Ilveran
Redaktor
27 06 2014 (14:51:21)
Użytkownik ocenił pracę na 3
Nieważne. No właśnie. Wiesz, że nieważne piszemy razem, prawda? Trochę zaskakujący wiersz, nie tylko mnie. Nie tylko przez obecność mojego imienia tam (a nóż miska miałeś na myśli kogoś innego). Przede wszystkim zaskakuje on... nie, rzeczywiście zaskakuje najbardziej swoją drugą strofą. I też dlatego ciężko go ocenić w ustalonych normach. Są słowa, bardzo poważne, hm 'mądre', a tu nagle trzy linijki, które mogłyby się spokojnie znaleźć w dedykacji, czy tam tytule. Pozwolisz, że najpierw skupię się na reszcie, wyłączając je.
Uwielbiam czytać ten wiersz. Uwielbiam, jak się sączy. Z linijki na linijkę. To, jak słowa opadają ciężko, dudniąc, jak... jak jest tak prosto, że w końcowym efekcie człowiek zastanawia się, czy autor przekroczył już granicę, czy jest pół kroku przed nią. To jest taka chwilowa myśl, bo z niej rodzi się cisza.

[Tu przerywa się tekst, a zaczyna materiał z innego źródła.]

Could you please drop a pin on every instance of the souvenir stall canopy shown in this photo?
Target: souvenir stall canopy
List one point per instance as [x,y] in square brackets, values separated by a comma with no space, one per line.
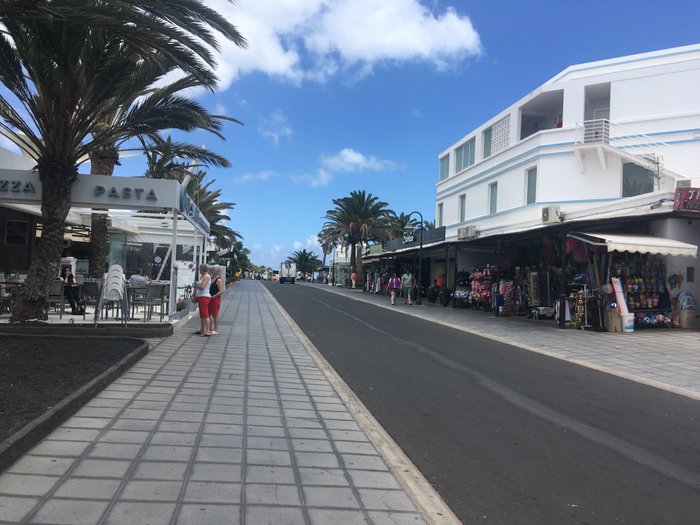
[23,187]
[629,274]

Taka cisza w środku. Myślę, że rozumiesz o jaką mi chodzi. Cisza, która załamuje się końcowymi słowami. Ciekawe jest też to, że nie przeszkadza mi użycie tylu razy frazy "chwila". To naprawdę rzadko spotykane.Bardzo życiowy ten wiersz, prosty, hm bliski.
A teraz powiedz mi, jak ja mam Cię ocenić. Bo doceniam. Tylko, czy docenią Cię inni użytkownicy. Zastanów się nad ewentualną edycją (mimo wszystko), a tymczasem akceptuję.